I'm trying to answer a question about a particular Itô equation $$\mathrm{d}X_t = AX_t\mathrm{d}t+X_tB(\mathrm{d}W_t)$$ where $X_t$ and $A$ are $n\times n$ square matrices and $B : M_n\to M_n$ ($M_n$ being the space of $n\times n$ matrices) is linear and obeys $\mathrm{tr}(B(\mathrm{d}W_t)) = 0$. In the simple example I'm working through, $n = 2$ and $$B\begin{pmatrix} a_{11} & a_{12} \\ a_{21} & a_{22} \end{pmatrix} = \begin{pmatrix} a_{11} & a_{12} \\ a_{21} & -a_{11} \end{pmatrix}$$ Namely, I'm trying to write down an equation for $\mathrm{d}(\det(X_t))$ so that I can show some conservation laws for a particular set of constraints on $A$ (i.e. that for some choice of $A$ the SDE evolves such that $\det(X_t)\equiv \det(X_0)\neq 0$). I know that in the non-stochastic case, $$\mathrm{d}(\det(X)) = \mathrm{tr}(\mathrm{adj}(X)\,\mathrm{d}X)$$ due to Jacobi's formula. I also have Itô's lemma from here. Unfortunately, I'm pretty sure the quadratic covariations in the example I'm working through are nonzero. Does this mean that I need to find a way of succinctly expressing the Hessian matrix of the determinant, or is there a better way to do this? Thanks!
Edit: I see that I could use the Stratanovich form of the SDE, which is more amenable to the chain rule and would allow me to use Jacobi's formula in a straightforward way, but I think I would still need to calculate the second derivative of the determinant somehow in order to do the conversion.
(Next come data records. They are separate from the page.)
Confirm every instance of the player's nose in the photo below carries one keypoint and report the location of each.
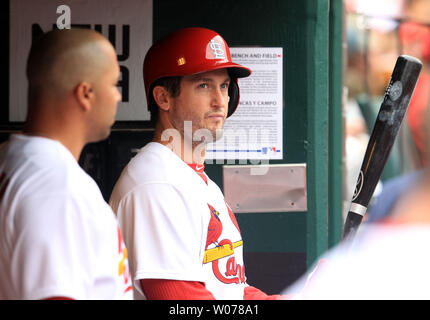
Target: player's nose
(219, 98)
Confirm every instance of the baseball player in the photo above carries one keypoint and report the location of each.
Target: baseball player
(59, 239)
(183, 238)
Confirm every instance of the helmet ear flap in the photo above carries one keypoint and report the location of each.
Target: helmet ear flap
(234, 95)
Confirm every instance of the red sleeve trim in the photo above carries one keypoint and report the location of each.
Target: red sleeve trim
(161, 289)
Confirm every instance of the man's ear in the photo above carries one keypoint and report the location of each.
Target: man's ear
(162, 97)
(84, 95)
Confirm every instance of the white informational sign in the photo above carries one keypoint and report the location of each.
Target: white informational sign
(254, 131)
(127, 24)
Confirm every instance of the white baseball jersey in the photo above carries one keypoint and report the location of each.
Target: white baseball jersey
(387, 261)
(58, 237)
(176, 226)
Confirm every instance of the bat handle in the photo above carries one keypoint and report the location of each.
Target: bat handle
(352, 222)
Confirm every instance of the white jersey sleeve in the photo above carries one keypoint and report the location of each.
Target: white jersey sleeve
(55, 253)
(164, 233)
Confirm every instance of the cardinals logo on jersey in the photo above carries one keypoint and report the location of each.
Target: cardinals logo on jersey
(235, 273)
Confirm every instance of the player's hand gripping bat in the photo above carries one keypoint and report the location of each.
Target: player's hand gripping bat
(390, 116)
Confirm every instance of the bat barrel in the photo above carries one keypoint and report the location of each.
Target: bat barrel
(391, 113)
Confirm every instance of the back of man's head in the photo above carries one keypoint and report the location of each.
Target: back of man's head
(61, 59)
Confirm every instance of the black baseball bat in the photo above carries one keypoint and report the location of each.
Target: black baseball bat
(393, 108)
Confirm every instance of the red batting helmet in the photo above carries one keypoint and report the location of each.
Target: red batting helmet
(190, 51)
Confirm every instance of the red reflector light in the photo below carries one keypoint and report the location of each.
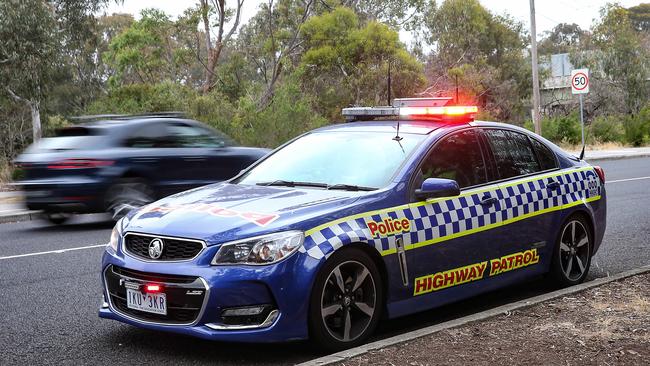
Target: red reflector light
(446, 111)
(152, 288)
(79, 164)
(600, 172)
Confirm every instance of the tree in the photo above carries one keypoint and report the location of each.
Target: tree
(562, 39)
(149, 51)
(480, 53)
(398, 14)
(215, 13)
(622, 62)
(35, 34)
(347, 62)
(640, 17)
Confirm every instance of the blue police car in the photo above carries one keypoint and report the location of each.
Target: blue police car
(404, 209)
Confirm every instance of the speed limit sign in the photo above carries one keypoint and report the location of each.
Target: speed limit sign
(580, 81)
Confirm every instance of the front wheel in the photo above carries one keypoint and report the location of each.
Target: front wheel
(346, 301)
(572, 253)
(57, 218)
(128, 194)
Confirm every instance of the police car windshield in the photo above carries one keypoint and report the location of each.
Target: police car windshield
(335, 159)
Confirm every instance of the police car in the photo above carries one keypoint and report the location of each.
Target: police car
(403, 209)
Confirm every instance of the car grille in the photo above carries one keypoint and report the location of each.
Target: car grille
(173, 249)
(182, 309)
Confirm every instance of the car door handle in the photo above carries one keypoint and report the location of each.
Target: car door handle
(488, 200)
(194, 158)
(552, 184)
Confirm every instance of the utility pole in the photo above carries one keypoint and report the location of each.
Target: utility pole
(533, 47)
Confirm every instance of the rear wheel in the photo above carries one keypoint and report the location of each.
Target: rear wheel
(572, 253)
(346, 300)
(128, 194)
(57, 218)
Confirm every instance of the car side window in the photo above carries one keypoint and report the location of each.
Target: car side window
(149, 136)
(456, 157)
(513, 153)
(546, 156)
(194, 136)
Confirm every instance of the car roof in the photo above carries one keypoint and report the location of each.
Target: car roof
(419, 127)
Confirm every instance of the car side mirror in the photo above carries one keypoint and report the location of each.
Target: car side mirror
(436, 188)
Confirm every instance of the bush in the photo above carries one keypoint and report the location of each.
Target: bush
(144, 98)
(561, 129)
(607, 129)
(53, 124)
(637, 128)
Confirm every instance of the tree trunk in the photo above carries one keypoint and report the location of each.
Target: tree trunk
(36, 120)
Define the scalar variables $$\eqalign{ \alpha &= \det(X) \cr \beta &= {\rm tr}(X) &\implies d\beta = I:dX \cr \lambda &= {\rm tr}(X^2) &\implies d\lambda = 2X^T:dX \cr }$$ where a colon is the Frobenius product notation for the trace $$A:B = {\rm tr}(A^TB)$$
Write characteristic equation of $X$, take its trace, and solve for $\alpha$ $$\eqalign{ \alpha I &= \beta X-X^2 \cr 2\,\alpha &= \beta^2-\lambda \cr \alpha &= \tfrac{1}{2}(\beta^2-\lambda) \cr }$$ The differential of the last equation is $$\eqalign{ d\alpha &= (\beta\,I-X^T):dX \cr }$$ Now define a constant "off-diagonal" matrix $F$ which has zeros on the diagonal and ones elsewhere. Also define the constant matrix $E_k$ whose $(k,k)$ element is one and all other elements zero. Finally, the matrix $Y=(\beta X-X^2)^T$ will prove convenient.
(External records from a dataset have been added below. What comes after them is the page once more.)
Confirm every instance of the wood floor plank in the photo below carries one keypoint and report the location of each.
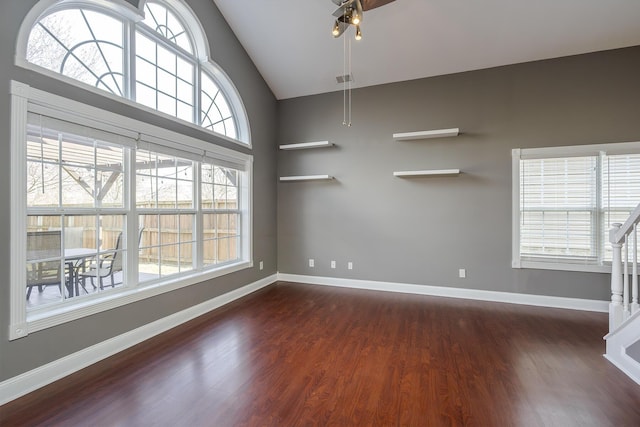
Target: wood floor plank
(295, 354)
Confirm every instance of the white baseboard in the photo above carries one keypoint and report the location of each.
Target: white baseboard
(29, 381)
(474, 294)
(618, 341)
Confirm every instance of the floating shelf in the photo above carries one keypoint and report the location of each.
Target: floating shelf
(306, 178)
(426, 134)
(304, 145)
(441, 172)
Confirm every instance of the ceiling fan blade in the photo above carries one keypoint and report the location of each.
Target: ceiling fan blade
(342, 9)
(372, 4)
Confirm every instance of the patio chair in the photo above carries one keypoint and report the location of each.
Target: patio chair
(107, 266)
(43, 269)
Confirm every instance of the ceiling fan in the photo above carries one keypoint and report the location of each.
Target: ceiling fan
(350, 12)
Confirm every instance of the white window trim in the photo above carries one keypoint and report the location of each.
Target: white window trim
(23, 99)
(518, 154)
(126, 10)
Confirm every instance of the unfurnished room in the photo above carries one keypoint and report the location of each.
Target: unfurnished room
(328, 213)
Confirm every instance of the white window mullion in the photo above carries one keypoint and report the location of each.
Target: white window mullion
(198, 252)
(18, 254)
(131, 220)
(130, 61)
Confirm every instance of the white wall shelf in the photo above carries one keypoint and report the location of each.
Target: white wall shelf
(440, 172)
(306, 178)
(305, 145)
(426, 134)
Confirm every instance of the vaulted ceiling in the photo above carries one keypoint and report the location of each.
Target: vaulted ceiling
(291, 43)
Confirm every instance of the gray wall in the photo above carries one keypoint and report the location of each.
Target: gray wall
(41, 347)
(423, 230)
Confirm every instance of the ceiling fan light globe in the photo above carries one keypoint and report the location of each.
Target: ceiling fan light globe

Using these constant matrices and the elementwise/Hadamard product $(\odot)$, we can express the $B$ function as $$\eqalign{B(dW) &= F\odot dW + (E_1-E_2) (E_1:dW)}$$ The differential of $X$ can be written as $$\eqalign{ dX &= AX\,dt + XB(dW) \cr &= AX\,dt + X\big(F\odot dW + (E_1-E_2) (E_1:dW)\big) \cr }$$ Substitute this into the previous differential and simplify $$\eqalign{ d\alpha &= (\beta\,I-X^T):\Big(AX\,dt + X\big(F\odot dW + (E_1-E_2) (E_1:dW)\big)\Big) \cr &= Y:\Big(A\,dt + \big(F\odot dW + (E_1-E_2) (E_1:dW)\big)\Big) \cr &= Y:A\,dt + Y:(F\odot dW) + Y:(E_1-E_2)(E_1:dW) \cr &= Y:A\,dt + (F\odot Y):dW + \big(Y:(E_1-E_2)\big)E_1:dW \cr d\,\det(X) &= (Y:A)\,dt + \Big(F\odot Y + (Y:E_1)E_1-(Y:E_2)E_1\Big):dW \cr &= {\rm tr}(A^TY)\,dt + \Big(F\odot Y + {\rm tr}(E_1Y)E_1-{\rm tr}(E_2Y)E_1\Big):dW \cr }$$ Not sure if this expression will be of any help solving your problem, but it was an interesting exercise.